Ainda que boa parte das reclamações reconheça o mérito de atrair talentos depois de anos de fuga de cérebros, as críticas se concentram no fato de que há um evidente descompasso entre as políticas de atração e de retenção de talentos. Afinal, enquanto investe em repatriar cientistas, o Brasil ainda carece de um plano sólido para oferecer condições a quem se dedica à ciência no Brasil. O programa anunciado, para complicar, define duas classes de cientistas, como se uma fosse melhor do que a outra: uma terá direito a condições infinitamente melhores; outra seguirá enfrentando as carências conhecidas da pesquisa no Brasil, marcada por subfinanciamento crônico, falta de infraestrutura e, ressalvadas as devidas exceções, pouca integração com o mercado.

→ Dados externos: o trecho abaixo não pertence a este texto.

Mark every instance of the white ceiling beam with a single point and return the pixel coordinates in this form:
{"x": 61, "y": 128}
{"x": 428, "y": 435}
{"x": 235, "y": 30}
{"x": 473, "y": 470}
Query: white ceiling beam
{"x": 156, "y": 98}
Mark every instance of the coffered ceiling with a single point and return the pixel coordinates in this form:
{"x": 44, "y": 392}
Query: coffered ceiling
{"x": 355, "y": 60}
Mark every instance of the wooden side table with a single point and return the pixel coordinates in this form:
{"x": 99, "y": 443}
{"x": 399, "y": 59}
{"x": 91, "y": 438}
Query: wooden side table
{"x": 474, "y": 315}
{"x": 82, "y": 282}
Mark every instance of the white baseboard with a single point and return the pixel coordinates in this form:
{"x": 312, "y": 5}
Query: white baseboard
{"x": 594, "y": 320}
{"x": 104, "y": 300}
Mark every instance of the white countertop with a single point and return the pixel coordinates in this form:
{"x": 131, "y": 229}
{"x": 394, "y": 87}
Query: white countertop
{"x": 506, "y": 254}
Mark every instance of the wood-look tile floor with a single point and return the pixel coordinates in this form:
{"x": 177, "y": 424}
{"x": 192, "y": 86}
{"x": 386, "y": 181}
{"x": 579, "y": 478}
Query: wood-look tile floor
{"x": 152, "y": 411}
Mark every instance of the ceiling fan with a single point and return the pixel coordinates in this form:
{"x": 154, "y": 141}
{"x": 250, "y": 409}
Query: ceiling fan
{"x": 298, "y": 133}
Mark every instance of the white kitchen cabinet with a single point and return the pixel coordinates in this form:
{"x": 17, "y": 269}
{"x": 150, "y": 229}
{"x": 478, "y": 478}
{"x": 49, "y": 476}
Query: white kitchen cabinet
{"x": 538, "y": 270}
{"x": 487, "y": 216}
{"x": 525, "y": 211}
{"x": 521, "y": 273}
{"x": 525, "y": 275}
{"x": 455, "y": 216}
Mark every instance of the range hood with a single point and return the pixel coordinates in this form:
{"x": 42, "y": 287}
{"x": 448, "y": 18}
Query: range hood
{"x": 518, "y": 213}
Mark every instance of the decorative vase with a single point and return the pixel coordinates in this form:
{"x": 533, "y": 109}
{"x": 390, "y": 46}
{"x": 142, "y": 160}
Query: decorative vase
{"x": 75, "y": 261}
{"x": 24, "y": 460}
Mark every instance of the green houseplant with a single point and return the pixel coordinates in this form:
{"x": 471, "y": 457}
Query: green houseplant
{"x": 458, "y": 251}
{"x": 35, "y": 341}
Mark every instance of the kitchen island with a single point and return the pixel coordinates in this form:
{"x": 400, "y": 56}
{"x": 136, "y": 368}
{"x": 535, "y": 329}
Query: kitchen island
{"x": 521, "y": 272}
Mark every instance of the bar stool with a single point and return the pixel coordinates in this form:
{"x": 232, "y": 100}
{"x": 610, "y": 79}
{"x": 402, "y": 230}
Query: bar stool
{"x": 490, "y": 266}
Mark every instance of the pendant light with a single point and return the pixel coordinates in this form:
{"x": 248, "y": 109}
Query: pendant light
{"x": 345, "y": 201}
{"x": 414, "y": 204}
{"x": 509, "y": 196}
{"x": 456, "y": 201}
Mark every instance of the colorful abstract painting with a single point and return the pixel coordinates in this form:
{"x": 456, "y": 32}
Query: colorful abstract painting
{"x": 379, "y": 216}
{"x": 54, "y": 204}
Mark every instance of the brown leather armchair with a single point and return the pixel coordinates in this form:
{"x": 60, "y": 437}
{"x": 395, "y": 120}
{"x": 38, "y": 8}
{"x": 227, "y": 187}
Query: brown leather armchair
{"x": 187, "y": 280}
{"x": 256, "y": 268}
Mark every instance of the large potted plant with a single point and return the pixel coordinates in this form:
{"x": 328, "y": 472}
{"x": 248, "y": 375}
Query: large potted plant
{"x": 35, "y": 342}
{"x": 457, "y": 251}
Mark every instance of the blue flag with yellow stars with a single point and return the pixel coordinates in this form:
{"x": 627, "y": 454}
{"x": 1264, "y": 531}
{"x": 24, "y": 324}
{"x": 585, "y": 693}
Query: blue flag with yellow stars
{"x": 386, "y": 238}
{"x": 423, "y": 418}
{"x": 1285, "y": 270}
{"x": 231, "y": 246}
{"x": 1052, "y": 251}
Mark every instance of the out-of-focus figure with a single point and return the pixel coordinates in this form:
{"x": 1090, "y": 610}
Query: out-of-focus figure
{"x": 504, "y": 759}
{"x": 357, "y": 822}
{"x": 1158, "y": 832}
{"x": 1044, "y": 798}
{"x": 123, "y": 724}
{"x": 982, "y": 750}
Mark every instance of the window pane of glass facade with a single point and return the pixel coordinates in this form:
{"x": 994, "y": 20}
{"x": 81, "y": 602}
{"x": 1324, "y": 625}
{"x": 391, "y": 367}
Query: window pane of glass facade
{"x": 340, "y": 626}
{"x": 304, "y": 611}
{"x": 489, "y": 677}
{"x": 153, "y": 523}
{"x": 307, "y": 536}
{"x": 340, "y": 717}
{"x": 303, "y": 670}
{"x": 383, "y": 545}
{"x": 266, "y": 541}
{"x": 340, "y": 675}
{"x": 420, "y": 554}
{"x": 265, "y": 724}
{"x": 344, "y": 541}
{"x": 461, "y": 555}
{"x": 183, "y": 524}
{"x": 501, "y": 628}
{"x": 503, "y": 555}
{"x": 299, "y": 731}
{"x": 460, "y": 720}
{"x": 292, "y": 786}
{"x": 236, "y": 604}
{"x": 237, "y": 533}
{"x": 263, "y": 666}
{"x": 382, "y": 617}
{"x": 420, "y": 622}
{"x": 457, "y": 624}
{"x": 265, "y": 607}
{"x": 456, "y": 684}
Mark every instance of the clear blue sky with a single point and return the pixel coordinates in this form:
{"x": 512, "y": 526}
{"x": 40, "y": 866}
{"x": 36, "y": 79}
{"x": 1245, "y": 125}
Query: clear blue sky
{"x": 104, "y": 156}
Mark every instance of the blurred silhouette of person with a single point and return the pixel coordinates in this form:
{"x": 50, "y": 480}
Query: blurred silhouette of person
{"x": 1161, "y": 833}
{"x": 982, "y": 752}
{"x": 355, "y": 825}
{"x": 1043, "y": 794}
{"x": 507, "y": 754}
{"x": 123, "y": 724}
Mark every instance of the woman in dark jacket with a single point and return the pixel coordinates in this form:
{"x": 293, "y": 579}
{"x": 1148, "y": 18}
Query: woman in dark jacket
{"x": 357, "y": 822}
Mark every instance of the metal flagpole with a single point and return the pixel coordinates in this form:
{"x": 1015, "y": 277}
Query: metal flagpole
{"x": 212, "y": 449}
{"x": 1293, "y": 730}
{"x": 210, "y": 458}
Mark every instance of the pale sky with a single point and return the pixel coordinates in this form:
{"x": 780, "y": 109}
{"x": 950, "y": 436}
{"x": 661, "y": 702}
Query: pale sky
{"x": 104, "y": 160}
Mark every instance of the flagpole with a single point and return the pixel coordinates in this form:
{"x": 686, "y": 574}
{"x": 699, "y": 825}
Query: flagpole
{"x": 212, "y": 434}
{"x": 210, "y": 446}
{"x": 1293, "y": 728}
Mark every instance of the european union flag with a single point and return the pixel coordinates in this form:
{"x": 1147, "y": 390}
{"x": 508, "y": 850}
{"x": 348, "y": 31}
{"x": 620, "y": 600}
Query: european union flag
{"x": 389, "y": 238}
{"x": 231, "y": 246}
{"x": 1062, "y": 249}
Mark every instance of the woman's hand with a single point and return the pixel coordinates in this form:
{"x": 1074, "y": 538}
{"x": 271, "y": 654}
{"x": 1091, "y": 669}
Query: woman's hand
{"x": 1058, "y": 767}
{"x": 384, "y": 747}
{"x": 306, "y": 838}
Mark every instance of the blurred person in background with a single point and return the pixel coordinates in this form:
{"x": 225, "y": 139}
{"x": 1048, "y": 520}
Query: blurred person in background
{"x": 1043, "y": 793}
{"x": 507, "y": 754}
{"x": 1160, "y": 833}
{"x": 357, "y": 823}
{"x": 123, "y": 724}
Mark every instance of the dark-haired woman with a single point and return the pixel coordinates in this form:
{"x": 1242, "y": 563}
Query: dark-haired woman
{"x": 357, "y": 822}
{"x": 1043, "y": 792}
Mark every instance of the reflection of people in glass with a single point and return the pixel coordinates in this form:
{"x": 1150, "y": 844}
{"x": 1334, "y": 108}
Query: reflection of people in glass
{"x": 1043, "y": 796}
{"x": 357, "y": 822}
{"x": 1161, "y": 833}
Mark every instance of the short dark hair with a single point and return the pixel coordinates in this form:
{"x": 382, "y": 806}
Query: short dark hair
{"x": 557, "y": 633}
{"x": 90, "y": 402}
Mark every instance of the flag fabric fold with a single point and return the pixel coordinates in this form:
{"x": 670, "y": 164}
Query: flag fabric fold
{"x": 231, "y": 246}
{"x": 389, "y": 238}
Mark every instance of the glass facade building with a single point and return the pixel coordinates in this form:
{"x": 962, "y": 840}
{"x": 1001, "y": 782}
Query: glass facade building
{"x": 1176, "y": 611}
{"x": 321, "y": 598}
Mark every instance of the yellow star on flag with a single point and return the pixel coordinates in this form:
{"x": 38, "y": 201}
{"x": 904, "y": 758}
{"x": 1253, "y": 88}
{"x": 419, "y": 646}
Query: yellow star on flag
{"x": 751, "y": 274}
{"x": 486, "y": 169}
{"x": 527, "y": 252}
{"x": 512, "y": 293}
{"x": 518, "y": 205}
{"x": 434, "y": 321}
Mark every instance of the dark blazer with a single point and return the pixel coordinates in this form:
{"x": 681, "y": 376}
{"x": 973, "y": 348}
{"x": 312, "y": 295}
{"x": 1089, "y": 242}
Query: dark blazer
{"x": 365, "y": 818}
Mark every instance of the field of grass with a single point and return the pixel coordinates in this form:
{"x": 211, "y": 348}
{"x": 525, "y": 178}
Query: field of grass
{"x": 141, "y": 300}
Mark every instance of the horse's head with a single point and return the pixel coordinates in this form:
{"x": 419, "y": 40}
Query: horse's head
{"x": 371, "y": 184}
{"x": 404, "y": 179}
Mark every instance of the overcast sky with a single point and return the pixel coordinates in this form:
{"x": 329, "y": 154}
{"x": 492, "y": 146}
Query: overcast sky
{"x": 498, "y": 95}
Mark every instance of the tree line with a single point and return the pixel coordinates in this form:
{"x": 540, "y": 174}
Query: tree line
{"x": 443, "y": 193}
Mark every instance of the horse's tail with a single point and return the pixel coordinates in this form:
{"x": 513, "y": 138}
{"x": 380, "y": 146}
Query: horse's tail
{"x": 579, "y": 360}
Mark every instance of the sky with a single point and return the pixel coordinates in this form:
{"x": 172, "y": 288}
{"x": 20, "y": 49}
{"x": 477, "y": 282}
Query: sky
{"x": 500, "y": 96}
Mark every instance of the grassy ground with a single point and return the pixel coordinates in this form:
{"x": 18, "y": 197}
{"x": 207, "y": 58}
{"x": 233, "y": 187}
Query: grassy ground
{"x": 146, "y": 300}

Ao Estadão, o presidente do CNPq, Ricardo Galvão, classificou as críticas de “míopes” por ignorar outras iniciativas do governo para reestruturar a área de ciência e tecnologia no País. Ocorre que o País desconhece a eficácia dessas outras iniciativas do governo mencionadas por Ricardo Galvão: ele citou como exemplos programas estratégicos de infraestrutura, a erradicação da fome e até o programa Nova Indústria Brasil, reconhecidamente um plano que dá roupa nova a medidas fracassadas no passado recente.

Há dois pontos adicionais a questioná-lo. Primeiro: as condições oferecidas serão mesmo suficientes para atrair pessoas que estabeleceram suas redes profissionais fora do País, têm suas atividades e vidas constituídas lá fora e sabem que enfrentarão condições precárias de pesquisa no Brasil? Segundo: uma vez encerrado o tempo de projeto com o investimento previsto no programa, o que será feito desses pesquisadores? São detalhes nada insignificantes.

Há de se recordar o trágico exemplo do Ciência sem Fronteiras, o programa de 2011 com o qual a então presidente Dilma Rousseff, de forma inepta e a despeito da advertência da comunidade científica, espalhou jovens estudantes pelo mundo. O receio, àquela época, era que o governo desviasse verbas destinadas para investimento em pesquisa de ponta. O temor agora é distinto, os sinais são trocados, mas a consequência parece ser a mesma: o governo está tentando trazer pesquisadores sem conter a saída dos que aqui estão. Uma péssima forma de investir dinheiro na ciência.